To examine (i) whether the consumption of fresh vegetables, fruit and berries is associated with plasma vitamin C concentration and (ii) educational differences in plasma vitamin C concentration in two neighbouring areas in Russia and Finland.
Cross-sectional risk factor surveys in 1992, 1997 and 2002. Logistic regression analysis was applied to examine the associations of consumption of selected foods and education with plasma vitamin C concentration.
District of Pitkäranta in the Republic of Karelia, Russia and North Karelia, Finland.
Adults aged 25-64 years: 579 men and 612 women in Pitkäranta; 974 men and 642 women in North Karelia.

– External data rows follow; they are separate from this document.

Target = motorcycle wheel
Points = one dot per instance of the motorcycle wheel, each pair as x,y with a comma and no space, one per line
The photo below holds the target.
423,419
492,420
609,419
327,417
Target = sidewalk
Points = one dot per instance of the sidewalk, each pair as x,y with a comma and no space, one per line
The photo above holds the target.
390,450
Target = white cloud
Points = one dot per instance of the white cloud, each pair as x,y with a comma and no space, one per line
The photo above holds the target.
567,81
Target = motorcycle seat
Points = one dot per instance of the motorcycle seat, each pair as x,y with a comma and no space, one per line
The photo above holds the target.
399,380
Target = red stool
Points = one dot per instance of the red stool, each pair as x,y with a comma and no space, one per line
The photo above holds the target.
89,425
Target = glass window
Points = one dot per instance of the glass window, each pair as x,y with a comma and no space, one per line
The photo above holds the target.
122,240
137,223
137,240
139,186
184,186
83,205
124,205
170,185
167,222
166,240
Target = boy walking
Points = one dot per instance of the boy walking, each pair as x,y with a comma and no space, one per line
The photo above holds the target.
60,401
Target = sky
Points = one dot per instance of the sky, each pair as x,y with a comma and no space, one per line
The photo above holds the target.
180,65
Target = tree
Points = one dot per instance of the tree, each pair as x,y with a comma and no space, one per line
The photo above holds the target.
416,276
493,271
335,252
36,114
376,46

The plasma vitamin C concentration was strikingly low in Pitkäranta, Russia across the study years. During the 10 years of monitoring, the mean plasma vitamin C concentration among men ranged from 2·5 to 8·0 µmol/l in Pitkäranta, Russia and from 27·1 to 53·9 µmol/l in North Karelia, Finland. In both areas, daily consumption of fruit was most strongly associated with plasma vitamin C, while the association of fresh vegetable consumption with plasma vitamin C was less consistent. Consumption of berries was less important in explaining plasma vitamin C. In Pitkäranta, the plasma vitamin C concentration was lower among respondents in the lowest education group.
Differences in the consumption of fresh vegetables and fruit resulted in notable differences in vitamin C status between Pitkäranta and North Karelia in spring. In comparative settings, knowledge of local food culture and validation pilots are important before conducting large population surveys.